A member of the United States Securities and Exchange Commission (SEC) is saying that a rule forbidding defendants from criticizing the agency’s allegations when resolving enforcement actions damages regulatory integrity and freedom of expression. This issue has especially caught the attention of many officials in recent times with the crypto cases handled by the SEC.
Noteworthy Statements from an SEC Official
SEC Commissioner Hester Peirce expressed her opposition on January 30 to the rejection of a petition to change the agency’s 1972 gag rule. This rule prohibits defendants from denying or not admitting the SEC’s allegations after a settlement. Peirce shared the following statement:
“The policy of denying defendants the right to publicly criticize a settlement after signing it is unnecessary; it weakens regulatory integrity and raises First Amendment concerns.”
The rule requires defendants to agree that they will not make any public statements that directly or indirectly deny any allegation in the complaint or create an impression that the complaint is not based on facts:
“A defendant looking at this statement would have no idea where the statement ends. It effectively shields the Commission’s allegations from criticism.”

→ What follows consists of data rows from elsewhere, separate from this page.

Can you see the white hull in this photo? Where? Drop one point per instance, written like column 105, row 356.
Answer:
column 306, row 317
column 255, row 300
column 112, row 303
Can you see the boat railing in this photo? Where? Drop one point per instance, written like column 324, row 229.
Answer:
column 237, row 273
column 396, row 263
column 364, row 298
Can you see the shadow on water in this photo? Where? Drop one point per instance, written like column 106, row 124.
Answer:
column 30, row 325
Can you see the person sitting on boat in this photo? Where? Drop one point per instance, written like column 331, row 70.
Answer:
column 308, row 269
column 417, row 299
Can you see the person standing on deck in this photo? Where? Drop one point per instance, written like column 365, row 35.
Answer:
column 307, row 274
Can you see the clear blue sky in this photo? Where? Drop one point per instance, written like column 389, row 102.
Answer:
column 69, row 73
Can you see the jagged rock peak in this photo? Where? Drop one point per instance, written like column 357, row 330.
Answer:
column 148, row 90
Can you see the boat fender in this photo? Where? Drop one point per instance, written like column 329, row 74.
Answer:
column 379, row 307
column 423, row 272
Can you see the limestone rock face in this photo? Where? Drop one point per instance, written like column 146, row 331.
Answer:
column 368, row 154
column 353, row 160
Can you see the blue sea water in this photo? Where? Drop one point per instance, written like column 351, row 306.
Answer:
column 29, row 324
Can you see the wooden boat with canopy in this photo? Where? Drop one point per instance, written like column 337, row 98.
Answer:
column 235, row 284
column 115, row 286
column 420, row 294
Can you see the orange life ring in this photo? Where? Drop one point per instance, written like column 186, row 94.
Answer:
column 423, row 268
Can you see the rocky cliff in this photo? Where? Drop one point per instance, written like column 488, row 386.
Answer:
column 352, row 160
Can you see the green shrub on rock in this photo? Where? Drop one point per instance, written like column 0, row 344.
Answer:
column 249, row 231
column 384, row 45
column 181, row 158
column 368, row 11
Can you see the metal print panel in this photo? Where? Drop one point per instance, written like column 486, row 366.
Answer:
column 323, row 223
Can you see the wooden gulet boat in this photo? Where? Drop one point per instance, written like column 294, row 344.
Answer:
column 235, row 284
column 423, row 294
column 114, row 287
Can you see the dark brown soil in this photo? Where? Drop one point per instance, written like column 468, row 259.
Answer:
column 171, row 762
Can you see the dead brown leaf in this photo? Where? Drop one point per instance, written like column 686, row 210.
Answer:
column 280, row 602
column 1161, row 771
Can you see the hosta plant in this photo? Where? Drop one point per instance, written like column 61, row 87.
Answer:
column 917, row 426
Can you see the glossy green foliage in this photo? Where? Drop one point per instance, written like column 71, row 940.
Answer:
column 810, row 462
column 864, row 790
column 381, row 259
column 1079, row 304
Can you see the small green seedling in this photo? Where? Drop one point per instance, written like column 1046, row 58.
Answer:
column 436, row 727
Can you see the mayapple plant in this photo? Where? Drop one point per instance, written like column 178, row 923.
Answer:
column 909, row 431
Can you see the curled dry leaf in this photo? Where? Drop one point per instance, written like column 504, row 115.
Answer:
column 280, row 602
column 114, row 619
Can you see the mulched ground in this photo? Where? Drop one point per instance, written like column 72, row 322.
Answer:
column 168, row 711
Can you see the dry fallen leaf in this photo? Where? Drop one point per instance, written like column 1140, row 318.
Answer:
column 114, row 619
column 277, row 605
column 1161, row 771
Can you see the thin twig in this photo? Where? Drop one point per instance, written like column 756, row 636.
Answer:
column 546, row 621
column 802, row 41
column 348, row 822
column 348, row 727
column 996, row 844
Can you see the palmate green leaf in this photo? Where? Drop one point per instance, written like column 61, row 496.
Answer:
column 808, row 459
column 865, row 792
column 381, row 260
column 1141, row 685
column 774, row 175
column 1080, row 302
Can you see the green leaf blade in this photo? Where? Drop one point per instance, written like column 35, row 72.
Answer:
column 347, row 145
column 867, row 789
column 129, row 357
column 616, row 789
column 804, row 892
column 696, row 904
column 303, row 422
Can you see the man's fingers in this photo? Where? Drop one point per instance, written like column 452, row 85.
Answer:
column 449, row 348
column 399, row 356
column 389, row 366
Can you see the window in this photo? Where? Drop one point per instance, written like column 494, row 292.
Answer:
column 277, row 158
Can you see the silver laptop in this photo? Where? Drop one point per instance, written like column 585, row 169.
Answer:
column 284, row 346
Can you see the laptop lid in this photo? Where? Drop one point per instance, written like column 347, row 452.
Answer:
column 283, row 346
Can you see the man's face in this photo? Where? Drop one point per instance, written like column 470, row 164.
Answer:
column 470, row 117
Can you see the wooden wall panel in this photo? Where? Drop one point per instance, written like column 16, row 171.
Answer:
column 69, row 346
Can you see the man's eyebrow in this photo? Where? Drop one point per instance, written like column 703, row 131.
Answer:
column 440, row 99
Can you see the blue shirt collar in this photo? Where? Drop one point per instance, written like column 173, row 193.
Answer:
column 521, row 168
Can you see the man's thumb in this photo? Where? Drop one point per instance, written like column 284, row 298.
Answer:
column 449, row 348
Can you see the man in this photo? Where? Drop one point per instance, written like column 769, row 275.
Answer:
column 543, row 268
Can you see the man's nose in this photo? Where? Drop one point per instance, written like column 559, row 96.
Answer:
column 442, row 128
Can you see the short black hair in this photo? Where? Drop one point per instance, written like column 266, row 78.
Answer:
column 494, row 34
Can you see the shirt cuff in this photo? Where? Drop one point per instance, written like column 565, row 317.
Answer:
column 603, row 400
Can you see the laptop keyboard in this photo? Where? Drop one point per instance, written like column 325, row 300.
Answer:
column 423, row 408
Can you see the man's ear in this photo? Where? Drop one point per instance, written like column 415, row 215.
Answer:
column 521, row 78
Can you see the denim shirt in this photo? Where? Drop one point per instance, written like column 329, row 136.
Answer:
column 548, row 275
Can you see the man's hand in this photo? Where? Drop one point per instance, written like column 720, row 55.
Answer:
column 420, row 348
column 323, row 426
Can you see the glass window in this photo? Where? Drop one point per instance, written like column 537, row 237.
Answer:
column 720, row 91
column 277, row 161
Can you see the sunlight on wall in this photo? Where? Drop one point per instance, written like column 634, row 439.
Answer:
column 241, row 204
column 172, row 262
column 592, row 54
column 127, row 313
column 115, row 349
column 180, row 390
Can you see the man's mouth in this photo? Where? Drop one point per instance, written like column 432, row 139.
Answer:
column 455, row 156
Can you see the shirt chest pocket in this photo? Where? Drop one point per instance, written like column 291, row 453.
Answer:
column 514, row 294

Peirce also said that the clause requiring defendants to agree not to deny the allegations is equally problematic because it prevents others from saying things that could cast doubt on the SEC’s judgment. According to Peirce, this no-denial policy is a mandatory, non-negotiable condition in settlements, which are the most common resolution for SEC enforcement actions. The SEC can bring defendants back to court if they violate this condition.
Crypto Market and the SEC
The regulatory agency’s enforcement actions against the crypto industry reached a 10-year high in 2023, with 46 actions against crypto firms and $281 million in fines from settlements. The SEC, when adopting the no-denial policy in November 1972, explained that it aimed to avoid creating the impression that the alleged behavior did not actually occur, or that a decree was entered or a sanction applied.
Peirce opposed this claim and wrote that before this policy, the SEC had decades of experience resolving cases and made settlements that allowed defendants to deny wrongdoing:
“Such denials do not appear to weaken the Commission’s enforcement program. Other federal agencies like the Federal Trade Commission explicitly allow defendants who reach a settlement to deny allegations of misconduct.”